第3話 宝石は聞かれる

「……流石鉱山都市。依頼の種類も一味違うわね」


 無事に護送依頼を終えて、そのまま冒険者ギルドで解散したカリアリからの冒険者達。現在ディラージでは豊穣祭……今年の実りを感謝し、これから訪れる冬を無事に乗り切れるよう祈願する祭りの真っ最中、という事で、大半の冒険者はそのまま街に繰り出していった。

 恐らく依頼の報酬をそのまま使って祭りを楽しむのだろう冒険者達を見送り、イアリアはとりあえず冒険者ギルドのおすすめの宿を聞いて、そこに部屋を取った。そのまま戻ってきて張り出してある依頼を眺め、先程の呟きとなる訳だ。

 と、いうのも。今までの冒険者ギルドでは、一番多いのは様々な素材の納品依頼で、次点が魔物……魔力を持つという変異を起こした動物の討伐依頼だった。だが、ディラージにおける冒険者ギルドに寄せられる依頼で、一番多いのは、というと。


「流石に採掘の心得は無いし、どうしようかしら……」


 鉱山都市、の名の通り、ディラージは鉱脈を抱える山に面し、いくつもの採掘トンネルを保有している。その中の何割かは廃坑となっている訳だが、どういう理由なのか、廃坑となったトンネルには、魔物が出現しやすい。

 つまり、主に岩石がひとりでに動き出す、ゴーレムという形の魔物。その討伐依頼が一番多く、次点はそのゴーレムから採れる特殊な鉱石の納品依頼となっているようだ。すなわち、イアリアの専門外である。
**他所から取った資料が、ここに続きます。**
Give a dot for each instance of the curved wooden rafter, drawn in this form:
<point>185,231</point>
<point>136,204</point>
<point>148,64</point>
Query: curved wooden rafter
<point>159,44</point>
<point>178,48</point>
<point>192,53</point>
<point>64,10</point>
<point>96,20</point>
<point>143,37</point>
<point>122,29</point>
 もちろんやって出来なくは無いだろうが、そもそも閉鎖空間での戦闘というものをイアリアは経験したことが無い。うっそうと茂った森ともまた違う環境でうまく動けるとは思えず、結果、イアリアは依頼票の前でそこそこ悩むこととなった。


「あ、そうでしたー。アリア様ー。何か魔道具をお持ちではありませんかー?」

「? ……えぇまぁ、持っているけれど」


 で、悩んでいると、依頼受注・報告のカウンターでのんびりと暇そうにしていた冒険者ギルドの女性職員から、そんな声がかかった。屋内でも変わらず雨の日用のマントに全身を隠し、フードを下ろしている姿に、早くも慣れたらしい。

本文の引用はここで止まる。